I really feel for you, becuase i am going through the same, as you, my 18 year old daughter has been having the same problems since she was 16,shes had all the usual blood tests,and we have gone so far down the road,but i am holding back,becuase i am hoping if she does(and i really feel she has ms) that it will stay quiet for a lot of years yet ,
my son also started with similar symptoms at the age of 18 and hes had 2 quite bad episodes, with loss of vision in his only good eye(hes blind in the other one)and not being able to stand,he went to a neuro and has had brain scans, a few years back, but hes not too bad at the moment,so for now he likes to think that he doesnt have MS,
It broke my heart in two, and still does to think they have ms,and like you i couldnt stop crying,for a long time,its so hard to know what to do for the best, but you know your children the best and you will know whether to tell them or not,
With my son, when he first started with the symptoms i pushed it to the back of my mind, and ms was never mentioned, and i thought to myself, i will wait for him to ask me, which in the end he did ask me, if i thought it might be ms,and i had been keeping it to myself for many years,( as hes 34 soon) so you can imagin what my reaction was, after keeping all the pain in for all that time.

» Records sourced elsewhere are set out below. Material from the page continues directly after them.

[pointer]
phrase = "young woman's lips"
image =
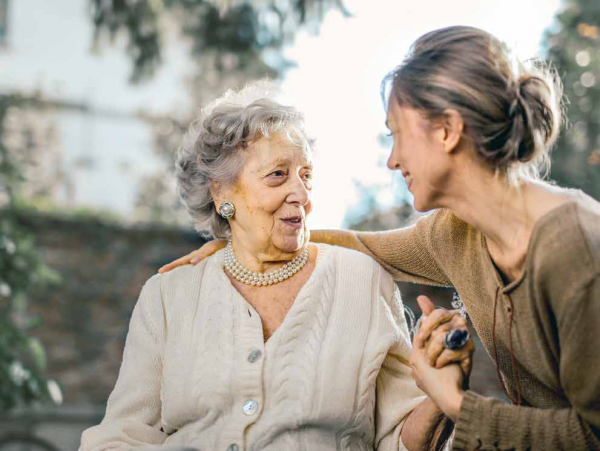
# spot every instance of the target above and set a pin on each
(293, 221)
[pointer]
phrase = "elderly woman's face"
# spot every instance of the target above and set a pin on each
(272, 197)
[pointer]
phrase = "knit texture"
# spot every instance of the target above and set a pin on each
(556, 320)
(333, 376)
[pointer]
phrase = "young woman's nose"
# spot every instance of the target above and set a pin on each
(393, 161)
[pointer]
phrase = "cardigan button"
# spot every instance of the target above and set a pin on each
(254, 355)
(250, 407)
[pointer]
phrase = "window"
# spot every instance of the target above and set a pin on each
(3, 21)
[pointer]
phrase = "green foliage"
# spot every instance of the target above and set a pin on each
(237, 32)
(22, 358)
(574, 48)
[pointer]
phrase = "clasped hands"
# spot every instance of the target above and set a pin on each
(441, 373)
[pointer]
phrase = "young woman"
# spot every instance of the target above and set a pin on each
(472, 133)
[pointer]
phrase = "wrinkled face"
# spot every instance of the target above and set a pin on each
(419, 153)
(272, 197)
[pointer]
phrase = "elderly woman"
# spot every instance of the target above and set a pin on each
(271, 343)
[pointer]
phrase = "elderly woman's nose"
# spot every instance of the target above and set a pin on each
(299, 192)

i told him i had suspected it for a long time,but didnt want to frighten him,and he understood,why i didnt tell him, i also had my own reasons too, i didnt want people to think i was being neurotic over it, when i first started showing symptoms, when i was a teenager up until my ms diagnosis,i was labeled as being neurotic by the gps,no one would ever take me seriously, until my diagnosis,and i was left feeling so frustrated with a lot of people, medics and family,so i soon learnt not to mention a lot of things,and i know when i mentioned it to my dr, when my son was going for brain scans and seeing the neuro,he thought i was just in a panic, when infact i am the most calm person in a crisis, you could imagine.
The drs say our family would be just unlucky if there was 3 of us with ms, but i know of families with more than 2 or 3 with it.
So i keep most of it to myself,which isnt easy, as you know,and pray to god that a cure will come in my childrens lifetime.